Operations used to treat breast cancer include:
- Removing the breast cancer (lumpectomy). During lumpectomy, which may be referred to as breast-sparing surgery or wide local excision, the surgeon removes the tumour and a small margin of surrounding healthy tissue. Lumpectomy is typically reserved for smaller tumours
- Removing the entire breast (mastectomy). Mastectomy is an operation to remove all of your breast tissue. Most mastectomy procedures remove all of the breast tissue — the lobules, ducts, fatty tissue and some skin, including the nipple and areola (simple mastectomy). In a skin-sparing mastectomy, the skin over the breast is left intact to improve reconstruction and appearance. Depending on the location and size of the tumour, the nipple also may be spared
- Removing a limited number of lymph nodes (sentinel node biopsy). To determine whether cancer has spread to your lymph nodes, your surgeon will discuss with you the role of removing the lymph nodes that are the first to receive the lymph drainage from your tumour. If no cancer is found in those lymph nodes, the chance of finding cancer in any of the remaining lymph nodes is small and no other nodes need to be removed
- Removing several lymph nodes (axillary lymph node dissection). If cancer is found in the sentinel lymph nodes, your surgeon will discuss with you the removal of additional lymph nodes in your armpit
- Removing both breasts. Some women with cancer in one breast may choose to have their other (healthy) breast removed (contralateral prophylactic mastectomy) if they have a very increased risk of cancer in the other breast because of a genetic predisposition or strong family history. Most women with breast cancer in one breast will never develop cancer in the other breast. Discuss your breast cancer risk with your doctor, along with the benefits and risks of this procedure
Radiation therapy uses high-powered beams of energy, such as X-rays and protons, to kill cancer cells. Radiation therapy is typically done using a large machine that aims the energy beams at your body (external beam radiation). But radiation can also be done by placing radioactive material inside your body (brachytherapy). External beam radiation is commonly used after lumpectomy for early-stage breast cancer. Doctors may also recommend radiation therapy to the chest wall after mastectomy for larger breast cancers or cancers that have spread to the lymph nodes.

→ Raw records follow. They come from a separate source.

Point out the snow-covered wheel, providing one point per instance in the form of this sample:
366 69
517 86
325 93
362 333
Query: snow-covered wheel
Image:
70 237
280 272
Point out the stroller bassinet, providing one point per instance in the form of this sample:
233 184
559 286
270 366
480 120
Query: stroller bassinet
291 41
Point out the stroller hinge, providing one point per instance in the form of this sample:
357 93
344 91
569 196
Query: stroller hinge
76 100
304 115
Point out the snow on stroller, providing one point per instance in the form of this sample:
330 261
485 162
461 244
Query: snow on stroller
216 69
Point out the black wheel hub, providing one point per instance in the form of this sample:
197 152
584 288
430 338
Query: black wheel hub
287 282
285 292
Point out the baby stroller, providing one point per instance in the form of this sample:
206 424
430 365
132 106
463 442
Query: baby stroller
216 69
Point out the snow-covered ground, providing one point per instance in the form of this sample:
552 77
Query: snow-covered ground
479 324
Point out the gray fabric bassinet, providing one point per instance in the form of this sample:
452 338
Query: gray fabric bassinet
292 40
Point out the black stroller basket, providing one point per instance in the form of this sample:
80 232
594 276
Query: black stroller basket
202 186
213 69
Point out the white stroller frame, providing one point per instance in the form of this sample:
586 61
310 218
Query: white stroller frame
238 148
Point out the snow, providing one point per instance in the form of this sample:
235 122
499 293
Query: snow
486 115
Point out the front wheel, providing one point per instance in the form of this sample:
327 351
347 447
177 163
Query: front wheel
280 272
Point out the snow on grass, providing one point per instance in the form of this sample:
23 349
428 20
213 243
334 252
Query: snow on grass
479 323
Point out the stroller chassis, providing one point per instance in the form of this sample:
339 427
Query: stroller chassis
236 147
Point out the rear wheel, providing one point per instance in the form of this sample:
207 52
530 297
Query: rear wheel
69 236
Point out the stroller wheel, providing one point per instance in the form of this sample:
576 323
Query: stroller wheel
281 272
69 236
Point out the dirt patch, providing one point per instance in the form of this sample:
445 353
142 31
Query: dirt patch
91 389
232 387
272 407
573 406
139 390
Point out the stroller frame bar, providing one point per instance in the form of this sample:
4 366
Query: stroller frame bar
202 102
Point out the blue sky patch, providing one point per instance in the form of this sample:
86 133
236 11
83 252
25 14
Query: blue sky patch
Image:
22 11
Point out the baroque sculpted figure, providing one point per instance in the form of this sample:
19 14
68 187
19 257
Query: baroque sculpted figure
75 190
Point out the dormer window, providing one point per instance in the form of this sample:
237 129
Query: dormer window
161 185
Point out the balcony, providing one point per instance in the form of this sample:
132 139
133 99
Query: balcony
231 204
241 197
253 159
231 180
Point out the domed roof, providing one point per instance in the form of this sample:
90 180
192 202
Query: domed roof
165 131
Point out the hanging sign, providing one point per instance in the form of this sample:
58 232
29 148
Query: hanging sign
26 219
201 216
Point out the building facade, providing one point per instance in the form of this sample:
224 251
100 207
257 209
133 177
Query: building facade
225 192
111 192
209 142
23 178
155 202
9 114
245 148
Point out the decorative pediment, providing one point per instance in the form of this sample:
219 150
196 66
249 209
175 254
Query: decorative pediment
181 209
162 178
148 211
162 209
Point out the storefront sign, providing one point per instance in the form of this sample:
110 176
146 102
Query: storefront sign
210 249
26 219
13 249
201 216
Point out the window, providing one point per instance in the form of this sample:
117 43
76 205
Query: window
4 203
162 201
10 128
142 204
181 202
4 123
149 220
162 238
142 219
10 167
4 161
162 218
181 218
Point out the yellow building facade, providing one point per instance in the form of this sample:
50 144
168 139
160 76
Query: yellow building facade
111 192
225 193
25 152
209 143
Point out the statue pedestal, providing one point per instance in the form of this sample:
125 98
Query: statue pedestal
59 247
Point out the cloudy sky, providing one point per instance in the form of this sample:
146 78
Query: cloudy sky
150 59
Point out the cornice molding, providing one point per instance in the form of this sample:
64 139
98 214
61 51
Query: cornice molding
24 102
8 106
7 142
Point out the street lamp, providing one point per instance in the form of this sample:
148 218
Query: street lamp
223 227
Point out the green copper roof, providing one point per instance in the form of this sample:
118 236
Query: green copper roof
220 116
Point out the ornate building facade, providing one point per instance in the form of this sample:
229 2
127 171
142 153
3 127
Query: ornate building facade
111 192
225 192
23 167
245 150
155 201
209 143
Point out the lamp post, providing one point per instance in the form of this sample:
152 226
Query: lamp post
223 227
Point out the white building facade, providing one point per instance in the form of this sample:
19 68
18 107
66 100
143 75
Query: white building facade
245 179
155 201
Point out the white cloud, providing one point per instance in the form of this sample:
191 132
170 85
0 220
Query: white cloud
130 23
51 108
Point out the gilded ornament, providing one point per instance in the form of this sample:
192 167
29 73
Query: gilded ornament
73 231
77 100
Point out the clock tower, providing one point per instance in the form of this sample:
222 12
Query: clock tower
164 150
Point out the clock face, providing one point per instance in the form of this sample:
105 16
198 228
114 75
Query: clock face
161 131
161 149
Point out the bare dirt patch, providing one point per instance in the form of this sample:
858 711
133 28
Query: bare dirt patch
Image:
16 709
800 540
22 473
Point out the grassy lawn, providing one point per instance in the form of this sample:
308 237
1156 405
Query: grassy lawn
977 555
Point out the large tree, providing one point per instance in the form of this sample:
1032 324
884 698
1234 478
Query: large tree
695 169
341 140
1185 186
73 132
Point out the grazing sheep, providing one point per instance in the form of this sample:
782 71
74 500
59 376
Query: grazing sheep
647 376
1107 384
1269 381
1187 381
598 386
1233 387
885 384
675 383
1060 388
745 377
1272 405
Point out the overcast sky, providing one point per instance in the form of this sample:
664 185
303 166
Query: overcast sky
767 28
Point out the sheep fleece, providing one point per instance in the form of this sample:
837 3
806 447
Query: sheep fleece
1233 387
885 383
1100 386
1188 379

Side effects of radiation therapy include fatigue and a red, sunburn-like rash where the radiation is aimed. Breast tissue may also appear swollen or more firm. Rarely, more-serious problems may occur, such as damage to the heart or lungs or, very rarely, second cancers in the treated area.
Chemotherapy uses drugs to destroy cancer cells. If your cancer has a high risk of returning or spreading to another part of your body, your doctor may recommend chemotherapy to decrease the chance that the cancer will recur. This is known as adjuvant chemotherapy.
Chemotherapy is sometimes given before surgery in women with larger breast tumours. The goal is to shrink a tumour to a size that makes it easier to remove with surgery. Chemotherapy is also used in women whose cancer has already spread to other parts of the body. Chemotherapy may be recommended to try to control the cancer and decrease any symptoms the cancer is causing.
Chemotherapy side effects depend on the drugs you receive. Common side effects include hair loss, nausea, vomiting, fatigue and an increased risk of developing infection. Rare side effects can include premature menopause, infertility (if premenopausal), damage to the heart and kidneys, nerve damage, and, very rarely, blood cell cancer.